Friday, 19 April 2013

After the Rapture


I don't often write sequels - but after I wrote this Friday Flash I have wondered from time to time what happened to the characters. I'm currently working on a collection of flash fiction and this story just appeared...
After the Rapture
The sun is beginning to set behind them. Orange beams radiate from the top of the copse streaking a  fiery path across the blue-grey ocean. Sylvie's back aches. Her knees ache. Her head aches.  When she comes to think about it, everything aches, and has been aching all day. This is not the rapture he has promised her. They have been waiting for two hours for nothing to happen.
            Jim, is as silent as he was this morning; this time he has not been able to find the words to help her keep the faith. This time she is beginning to doubt. She looks at him in side profile: long nose, blue eyes, fair hair, a face she has loved for over a year. Tonight for the first time the treacherous thought creeps in, why, exactly? What is it about him that has made her abandon her life, her mother, her friends? His smile? The attention he pays her? His passionate conviction that God has been speaking to him, and him alone? Perhaps it is all three, but now his certainties have been vanquished, he suddenly seems as full of human frailties as everyone else. Sylvie aches.  She has had enough. She wants to go home.
            She is about to stand up, and tell him enough is enough, when he leaps to his feet. "Do you hear it?" he says, his eyes shining. "Hear what?" All she can hear is the sound of the wind, the crash of the waves on the rocks below, the screeching of gulls in the air above them. "Listen," he pulls her to her feet, "Close your eyes, and really listen."
            "To what?"
            "The angels singing." 
            Sylvie is torn between non-belief and belief.
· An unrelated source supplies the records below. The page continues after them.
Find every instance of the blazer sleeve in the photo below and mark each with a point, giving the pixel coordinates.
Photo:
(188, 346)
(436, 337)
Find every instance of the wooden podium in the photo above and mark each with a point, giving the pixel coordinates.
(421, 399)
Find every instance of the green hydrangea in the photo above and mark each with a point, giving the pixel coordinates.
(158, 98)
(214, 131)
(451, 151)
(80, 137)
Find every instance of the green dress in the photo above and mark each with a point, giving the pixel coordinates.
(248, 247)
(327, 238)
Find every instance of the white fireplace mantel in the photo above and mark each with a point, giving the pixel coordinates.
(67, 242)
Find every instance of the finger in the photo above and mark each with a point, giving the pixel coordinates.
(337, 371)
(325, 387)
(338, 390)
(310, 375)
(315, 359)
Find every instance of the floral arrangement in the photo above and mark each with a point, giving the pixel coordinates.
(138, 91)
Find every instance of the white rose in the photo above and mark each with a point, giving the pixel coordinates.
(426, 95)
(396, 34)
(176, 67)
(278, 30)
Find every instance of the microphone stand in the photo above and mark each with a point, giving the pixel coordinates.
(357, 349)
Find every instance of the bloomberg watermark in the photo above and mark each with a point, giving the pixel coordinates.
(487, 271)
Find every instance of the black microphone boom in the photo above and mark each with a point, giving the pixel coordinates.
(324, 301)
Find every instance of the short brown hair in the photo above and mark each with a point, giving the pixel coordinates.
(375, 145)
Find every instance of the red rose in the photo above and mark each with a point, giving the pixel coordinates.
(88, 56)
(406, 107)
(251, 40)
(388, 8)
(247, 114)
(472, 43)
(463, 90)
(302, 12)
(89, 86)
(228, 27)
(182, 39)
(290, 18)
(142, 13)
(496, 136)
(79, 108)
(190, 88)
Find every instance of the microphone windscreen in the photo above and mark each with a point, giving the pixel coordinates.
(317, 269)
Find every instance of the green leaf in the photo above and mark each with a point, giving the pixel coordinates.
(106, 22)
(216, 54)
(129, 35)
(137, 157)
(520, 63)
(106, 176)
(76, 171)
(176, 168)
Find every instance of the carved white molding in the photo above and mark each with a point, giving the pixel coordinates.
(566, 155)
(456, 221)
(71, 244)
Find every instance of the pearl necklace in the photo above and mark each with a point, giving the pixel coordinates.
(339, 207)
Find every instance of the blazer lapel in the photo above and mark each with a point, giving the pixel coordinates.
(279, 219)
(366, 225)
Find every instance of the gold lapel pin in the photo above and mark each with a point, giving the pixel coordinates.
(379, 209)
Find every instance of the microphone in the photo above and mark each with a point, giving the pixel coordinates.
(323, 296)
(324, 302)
After all this time, she hates the idea of finding him wanting, fallible, human. But the truth is,  "I can't hear anything."
            "Sssh," he says stroking her hair, bringing her close to him. She can hear his heart beating, he is breathing deep calm breaths. "Listen," he says again, "Have faith. Listen."
            Sylvie wants to have faith. She wants to believe. She closes her eyes, resting her head on his chest, letting it rise and fall with every breath he takes. And then, she hears it. Above the noise of the gulls, the crashing waves, the sighing wind, she hears it: the song of angels, pure, high, so beautiful she could cry with joy. She opens her eyes and sees tears in his. "I hear them."
            " They are calling to us. A final test."
            "What?"
            "We are the only ones left. Can you hear the thunder?" She nods, hearing the rumble in the distance behind them. "It's a sign. Everyone else is gone, the plagues and pestilence will be starting. Listen to the angels. We have to take this leap of faith." He walks to the edge of the cliff, extending his arm to her.
            "You mean jump?"
            "The angels will carry us up to heaven. We just have to believe."
            She looks at his radiant face, the rapture glowing in his eyes. She doubts no more. She takes his hand and steps forward.
            "I love you," she says.
            "I love you too." As she steps forward, he lets his hand drop. It is too late for her to stop, and she is falling through the air. The gulls screech, the wind sighs, the waves crash. The sky above her glowers with black clouds... And the angels have disappeared. Her last sight is of Jim standing, arms outstretched on top of the cliff, as if he is blessing her flight.
            Jim watches her descent, forming the account he will provide of the incident.She had more faith than me, he will say, She took a leap of faith. Her earthly body was dashed on the rocks. But I saw her lifted up to heaven. For the rapture is not for all of us, we sinners are left behind. She had more faith than me. And she leapt.


He will tell the police a different story.